UEFA's anti-doping programme involves urine and blood testing in and out of competition, with regular unannounced doping controls conducted for the full duration of the competition. Tests include screening for substances such as EPO and human growth hormone. All samples are collected by medical doctors appointed by UEFA and are analysed at WADA-accredited laboratories.
UEFA medical symposiums bring together experts from clubs, associations and the wider football family to review and discuss key medical issues in football such as prevention of injuries, sports medicine, women's and youth football, and current and future developments in football medicine. The latest UEFA Medical Symposium took place in January 2018.

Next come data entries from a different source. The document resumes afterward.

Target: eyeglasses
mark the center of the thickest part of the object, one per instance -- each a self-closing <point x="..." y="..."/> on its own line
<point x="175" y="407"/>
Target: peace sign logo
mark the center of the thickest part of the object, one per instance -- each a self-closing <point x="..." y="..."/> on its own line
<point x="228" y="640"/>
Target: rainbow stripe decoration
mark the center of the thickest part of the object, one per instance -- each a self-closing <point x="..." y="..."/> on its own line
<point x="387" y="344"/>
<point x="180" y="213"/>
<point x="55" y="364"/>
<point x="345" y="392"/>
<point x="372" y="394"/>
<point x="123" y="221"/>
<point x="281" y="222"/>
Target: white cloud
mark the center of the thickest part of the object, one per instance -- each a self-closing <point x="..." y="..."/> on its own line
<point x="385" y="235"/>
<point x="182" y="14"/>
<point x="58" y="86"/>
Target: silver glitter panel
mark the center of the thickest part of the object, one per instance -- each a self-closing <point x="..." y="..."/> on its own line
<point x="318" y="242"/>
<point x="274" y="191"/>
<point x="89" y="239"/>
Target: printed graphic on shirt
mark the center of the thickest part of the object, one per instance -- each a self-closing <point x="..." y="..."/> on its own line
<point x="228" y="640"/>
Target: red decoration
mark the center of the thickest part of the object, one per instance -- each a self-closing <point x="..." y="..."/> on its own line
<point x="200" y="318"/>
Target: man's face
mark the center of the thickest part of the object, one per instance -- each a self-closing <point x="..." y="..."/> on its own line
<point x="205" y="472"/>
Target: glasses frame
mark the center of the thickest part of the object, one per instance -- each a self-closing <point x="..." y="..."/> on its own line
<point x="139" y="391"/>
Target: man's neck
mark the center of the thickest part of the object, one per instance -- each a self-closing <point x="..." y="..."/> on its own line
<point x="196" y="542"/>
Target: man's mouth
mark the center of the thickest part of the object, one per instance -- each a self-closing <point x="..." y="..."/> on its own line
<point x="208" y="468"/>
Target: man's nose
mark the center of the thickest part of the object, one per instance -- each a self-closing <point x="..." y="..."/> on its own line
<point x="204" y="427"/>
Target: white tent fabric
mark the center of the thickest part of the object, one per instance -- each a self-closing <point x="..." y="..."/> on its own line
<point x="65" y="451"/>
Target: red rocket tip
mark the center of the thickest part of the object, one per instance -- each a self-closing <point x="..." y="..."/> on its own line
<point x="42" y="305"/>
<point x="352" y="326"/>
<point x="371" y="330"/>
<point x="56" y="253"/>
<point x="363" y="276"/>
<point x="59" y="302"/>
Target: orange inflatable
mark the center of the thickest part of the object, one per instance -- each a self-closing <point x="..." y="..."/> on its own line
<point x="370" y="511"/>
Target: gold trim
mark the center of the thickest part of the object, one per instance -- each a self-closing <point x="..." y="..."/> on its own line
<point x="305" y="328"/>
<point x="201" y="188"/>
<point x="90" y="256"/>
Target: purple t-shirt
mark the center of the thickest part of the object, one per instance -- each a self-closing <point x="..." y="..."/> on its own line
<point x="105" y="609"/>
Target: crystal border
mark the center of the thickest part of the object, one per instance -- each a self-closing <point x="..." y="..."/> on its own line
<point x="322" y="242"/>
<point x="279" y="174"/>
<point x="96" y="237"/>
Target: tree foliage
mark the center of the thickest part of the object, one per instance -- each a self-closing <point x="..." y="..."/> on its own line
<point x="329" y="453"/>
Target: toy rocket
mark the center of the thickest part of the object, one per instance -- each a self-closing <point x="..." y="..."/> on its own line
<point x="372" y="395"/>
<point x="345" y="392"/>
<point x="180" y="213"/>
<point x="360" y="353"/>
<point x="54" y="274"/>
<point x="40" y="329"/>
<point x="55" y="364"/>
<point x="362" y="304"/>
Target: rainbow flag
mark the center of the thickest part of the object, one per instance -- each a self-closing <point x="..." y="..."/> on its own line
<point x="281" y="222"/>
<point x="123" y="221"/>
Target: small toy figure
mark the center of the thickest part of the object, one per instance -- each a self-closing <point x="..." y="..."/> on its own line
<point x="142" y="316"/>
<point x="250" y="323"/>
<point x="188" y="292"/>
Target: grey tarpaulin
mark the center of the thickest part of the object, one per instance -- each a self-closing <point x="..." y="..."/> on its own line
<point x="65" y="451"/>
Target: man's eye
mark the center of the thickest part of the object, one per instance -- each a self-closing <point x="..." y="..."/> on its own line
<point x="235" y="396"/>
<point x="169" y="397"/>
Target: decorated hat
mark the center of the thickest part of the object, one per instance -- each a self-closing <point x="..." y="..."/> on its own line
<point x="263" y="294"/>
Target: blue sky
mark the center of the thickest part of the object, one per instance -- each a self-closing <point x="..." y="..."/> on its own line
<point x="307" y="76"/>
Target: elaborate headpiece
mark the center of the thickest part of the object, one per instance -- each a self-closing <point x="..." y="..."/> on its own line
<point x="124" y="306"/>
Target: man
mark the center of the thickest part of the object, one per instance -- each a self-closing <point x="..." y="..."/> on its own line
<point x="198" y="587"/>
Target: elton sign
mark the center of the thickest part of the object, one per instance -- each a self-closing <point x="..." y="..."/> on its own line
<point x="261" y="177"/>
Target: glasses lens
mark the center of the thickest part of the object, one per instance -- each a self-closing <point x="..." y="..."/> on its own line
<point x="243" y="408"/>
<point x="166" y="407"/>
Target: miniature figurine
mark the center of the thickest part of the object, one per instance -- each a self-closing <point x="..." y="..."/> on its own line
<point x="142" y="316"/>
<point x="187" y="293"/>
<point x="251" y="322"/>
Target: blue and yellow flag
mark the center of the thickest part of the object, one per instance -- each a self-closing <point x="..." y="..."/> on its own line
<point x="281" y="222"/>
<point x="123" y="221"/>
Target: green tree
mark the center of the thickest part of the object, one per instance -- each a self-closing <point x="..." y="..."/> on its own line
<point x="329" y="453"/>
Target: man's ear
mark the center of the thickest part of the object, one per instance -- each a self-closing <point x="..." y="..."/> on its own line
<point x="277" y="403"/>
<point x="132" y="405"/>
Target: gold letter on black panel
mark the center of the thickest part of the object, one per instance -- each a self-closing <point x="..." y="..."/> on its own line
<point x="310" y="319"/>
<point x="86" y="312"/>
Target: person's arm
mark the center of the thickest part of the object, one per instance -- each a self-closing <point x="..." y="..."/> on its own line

The European governing body's UEFA Elite Club Injury Study has been in operation since 2001 and provides an unparalleled historical archive of football-specific injury data. This data provides vital information for clubs, associations and the wider scientific community about injury patterns, risks, the likely prevalence of certain injury types and expected 'return to play' times. Similar injury studies are also conducted at each final tournament of the UEFA European Championship.
Football Doctor Education Programme
UEFA has implemented an education and training programme for the football doctors of all 54 national UEFA associations. The programme covers emergency treatment techniques, injury management, anti-doping and the role of the football doctor. The aim is to set new standards by disseminating medical knowledge and expertise.